Tony O’Connor grew up in a family of blacksmiths and says horses are in his blood. Marianne van Pelt talks to the equine artist with a growing international reputation, as a major exhibition of his works prepares to open.
Irish equine painter Tony O’Connor is something of a dark horse. In a limp art market in a historic recession, he has come out of nowhere to have sell-out solo shows in Cork, almost 90,000 followers on Facebook and an avidly anticipated new solo show, Stags and Stallions, which opens on Thursday and runs until June 26 at the Doorway Gallery in Dublin.
In fact, O’Connor’s highly realistic paintings of gleaming horses gazing thoughtfully at the viewer are in such demand he can’t keep pace.
“The build-up for this show was difficult,” he explains, sitting on a beat-up leather couch in his grey industrial studio surrounded by light and dark canvases in various states of completion.
“People kept coming here to buy the paintings I’d done for the show. Even the prep drawings flew out the door. So many things pre-sold. It’s a problem.” He smiles. “A good problem. I never forget how lucky I am to work at something I love. People ask me what I’d do if I won the lottery – I’d buy more paint.”
Indeed, O’Connor is covered in paint – paint on his loose jeans, paint on his big pale hands, paint on the soft knit hat he wore. But just a few years ago it didn’t look like O’Connor would ever paint again. Although he graduated from Crawford College of Art in 2002, he dropped out of the art scene a year later and took a job as a sales clerk at Carey’s Tools in Cork.
“I was living next door to the shop. I didn’t know what to do. I told them – this is only temporary – I’ll be here six months.”
Nine years later he was still there.
“The Careys are a great family, and we’re close. But I didn’t really do any painting during those years. I drew the Carey Tools Christmas cards for them, and I drew a bit for my own sanity. But I didn’t paint.”
Then fate intervened. He entered the “Key to a New You” competition on Red FM. First prize was several sessions of personal training and a couple of sessions with a Life Coach. Tony won. He was delighted with the personal training sessions – he’s dedicated to his workouts – but thought the Life Coach stuff was something for “hippy dippies”, as he says. Still, he agreed to one session. He came away a changed man.
“The coach asked me, ‘What’s stopping you from doing what you love?’ I said – there’s not enough time; I have children, a job. But he asked me what I did in the evenings. He challenged me.

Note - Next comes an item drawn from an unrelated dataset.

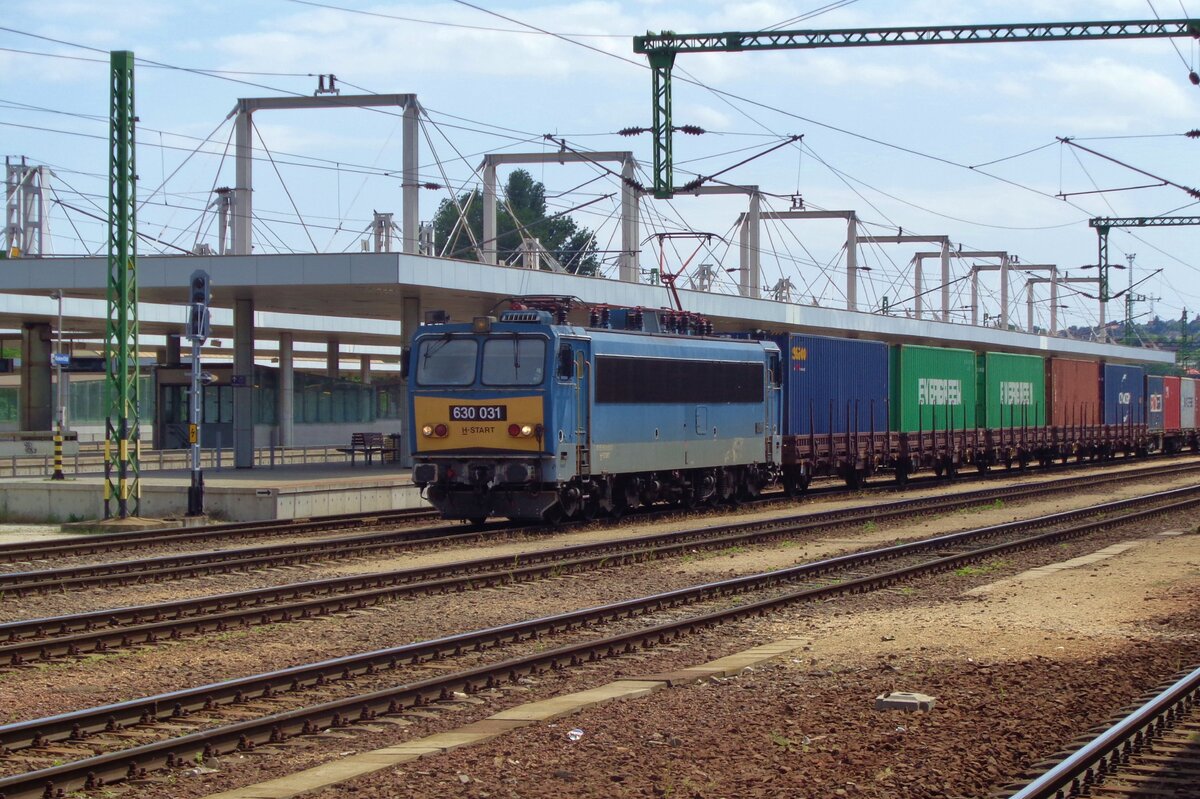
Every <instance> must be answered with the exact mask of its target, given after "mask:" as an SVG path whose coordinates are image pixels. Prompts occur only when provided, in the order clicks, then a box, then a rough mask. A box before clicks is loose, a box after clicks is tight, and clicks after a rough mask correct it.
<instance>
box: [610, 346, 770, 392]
mask: <svg viewBox="0 0 1200 799" xmlns="http://www.w3.org/2000/svg"><path fill="white" fill-rule="evenodd" d="M763 392H764V389H763V364H761V362H757V364H755V362H748V361H683V360H673V359H666V358H617V356H613V355H601V356H599V358H596V402H598V403H626V404H628V403H643V402H646V403H652V402H661V403H696V404H719V403H726V402H730V403H733V402H762V398H763Z"/></svg>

By the time I left his office an hour later, I had a plan for a solo exhibition by the end of the year.
“I went back to the gallery where I’d had a group show as a student and asked them about a solo. They remembered my horses – from ten years before! They said,‘how many paintings do you have?’ I had one. I needed 20.”
The Carey family let him use an attic space as a studio. He painted whenever he could snatch a bit of time. “I was so tired and so happy,” he says, beaming at the memory of it.
That show sold out. So did the next one. So did all the paintings he took to the Royal Dublin Horse Show.
“I’ve done three years at the RDS,” he says.
“Some people who come to my stand tell me they fly over from the UK especially to buy my work.”
What explains his phenomenal success?
He looks shy. He tugs at his knit hat and shrugs. “I don’t know. People get very emotional about the paintings. One woman came into my stand in Dublin and looked all around at them and just burst out crying. She kept saying how sad the horses were.”
I know what she means. The horses seem to look at me as if they know me, equine Mona Lisas full of mystery. A grey with wide expressive ears drops its head; a bridled bay peers up from under a long forelock; a blue-black Friesian marches steadfastly toward me. Certainly, there’s something poignant about them. I ask him if his horses really are sad.
“I try to get the eye right,” he says. “The eye is the centre of the painting – it’s the window to the soul. But I think maybe a lot of horses are sad, in a way. They don’t have an easy life. They’re beasts of burden. That’s why I do things for charities like the Irish Horse Welfare Trust. I feel for the horses.”
O’Connor’s horses may be sad, but they’re also beautiful: shining vital creatures full of movement. The canvases are simple and dark, and the strong, precise, muscular forms of the horses’ bodies catch the light, emerging like a sign of hope.
Why does he paint horses?
O’Connor looks at me with his own large, gentle eyes. “When I’ve painted, I’ve always painted horses. I grew up in a family of blacksmiths so I guess they’re in my blood. I’ve done other things, but I always come back to them. If I never sold another painting for the rest of my life I’d still paint horses.”
Somehow, that seems unlikely to happen.
About the author
Marianne van Pelt is a journalist living in Ireland, where she rides and competes show jumpers.